Before all hell broke loose globally, I was about to start accepting invitation to press events once more and start talking and writing about them. I used to get them because I am a journalist and occasionally interviewed the right people. My enthusiasm for such things dribbled away since I was gradually involuntarily benched as a freelance journalist a few years ago, when there was no interest paying for my work, i.e. newspaper and blog editors suddenly wanted freebies; a situation familiar to most freelancers. The benching was a foreshadowing of furloughing perhaps; though a furlough that wended it's way into the infinite.

That changed this year when I thought to myself, if fellow bloggers and podcasters don't get press invitations, maybe it's a opportunity cover events that only the big media outlets can usually get into. In fact, I have missed a few unbelievable opportunities, but, in my defence, social anxiety was a strong factor too.

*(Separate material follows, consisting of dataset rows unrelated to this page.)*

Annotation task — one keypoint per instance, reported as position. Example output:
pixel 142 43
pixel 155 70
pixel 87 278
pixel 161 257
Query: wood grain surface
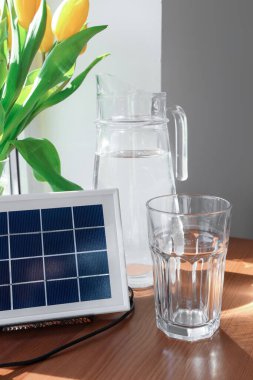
pixel 136 350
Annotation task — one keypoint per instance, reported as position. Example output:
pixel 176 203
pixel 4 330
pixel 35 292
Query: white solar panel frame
pixel 119 300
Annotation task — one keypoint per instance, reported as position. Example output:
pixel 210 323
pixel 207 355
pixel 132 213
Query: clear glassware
pixel 188 237
pixel 133 154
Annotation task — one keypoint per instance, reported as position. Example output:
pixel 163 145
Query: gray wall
pixel 207 67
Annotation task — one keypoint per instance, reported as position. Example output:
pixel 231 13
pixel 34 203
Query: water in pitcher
pixel 139 175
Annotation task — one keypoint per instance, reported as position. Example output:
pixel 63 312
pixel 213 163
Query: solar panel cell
pixel 62 291
pixel 24 221
pixel 4 273
pixel 4 251
pixel 27 270
pixel 88 216
pixel 3 223
pixel 58 242
pixel 90 239
pixel 26 245
pixel 95 288
pixel 90 264
pixel 5 298
pixel 53 256
pixel 60 267
pixel 57 219
pixel 28 295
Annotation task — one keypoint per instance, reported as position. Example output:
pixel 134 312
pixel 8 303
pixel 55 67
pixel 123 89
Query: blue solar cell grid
pixel 53 256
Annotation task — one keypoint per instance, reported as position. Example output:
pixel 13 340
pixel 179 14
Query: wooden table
pixel 136 350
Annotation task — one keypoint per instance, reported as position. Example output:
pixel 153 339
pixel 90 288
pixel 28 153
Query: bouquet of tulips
pixel 27 28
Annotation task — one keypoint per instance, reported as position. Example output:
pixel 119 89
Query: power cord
pixel 58 349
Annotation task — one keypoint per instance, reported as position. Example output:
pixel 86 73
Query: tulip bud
pixel 48 39
pixel 69 18
pixel 26 10
pixel 85 46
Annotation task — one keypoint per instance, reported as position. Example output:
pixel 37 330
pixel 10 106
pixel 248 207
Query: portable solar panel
pixel 61 255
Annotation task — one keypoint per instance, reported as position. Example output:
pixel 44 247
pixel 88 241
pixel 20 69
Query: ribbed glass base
pixel 190 334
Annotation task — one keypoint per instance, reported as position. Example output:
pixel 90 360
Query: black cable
pixel 74 342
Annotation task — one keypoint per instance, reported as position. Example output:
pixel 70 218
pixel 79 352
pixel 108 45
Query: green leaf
pixel 3 30
pixel 18 71
pixel 11 85
pixel 58 97
pixel 42 156
pixel 3 51
pixel 2 118
pixel 61 59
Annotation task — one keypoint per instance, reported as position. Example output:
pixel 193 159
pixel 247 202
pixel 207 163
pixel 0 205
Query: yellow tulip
pixel 69 18
pixel 26 10
pixel 48 39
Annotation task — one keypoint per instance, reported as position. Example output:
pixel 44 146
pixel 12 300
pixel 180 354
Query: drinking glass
pixel 188 238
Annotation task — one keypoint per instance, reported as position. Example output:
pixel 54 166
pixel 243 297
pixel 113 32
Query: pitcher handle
pixel 181 142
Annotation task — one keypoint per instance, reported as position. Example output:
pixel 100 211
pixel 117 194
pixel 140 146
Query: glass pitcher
pixel 133 154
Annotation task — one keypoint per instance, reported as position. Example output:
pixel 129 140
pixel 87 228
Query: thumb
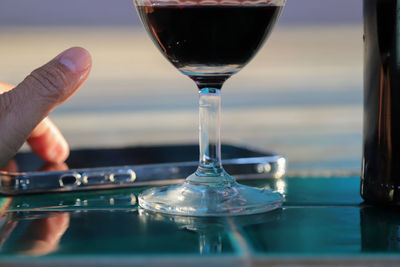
pixel 23 107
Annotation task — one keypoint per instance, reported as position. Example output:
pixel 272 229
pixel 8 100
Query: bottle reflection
pixel 380 229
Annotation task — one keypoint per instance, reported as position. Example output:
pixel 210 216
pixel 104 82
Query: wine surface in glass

Then this buggeration happened.

Of course, when this hell is finally over, and my life is no longer on hold, I will have to reach out to those PR people to remind them that I still exist and ask them to please get me back on those lists.

This time I'm determined to get back into freelance journalism, even if I don't get paid immediately. I need something that makes me feel, if not important, at least not on the scrapheap. Everyone needs that.

At least they'll be free food and entertainment. Hey... "louche adventurer"!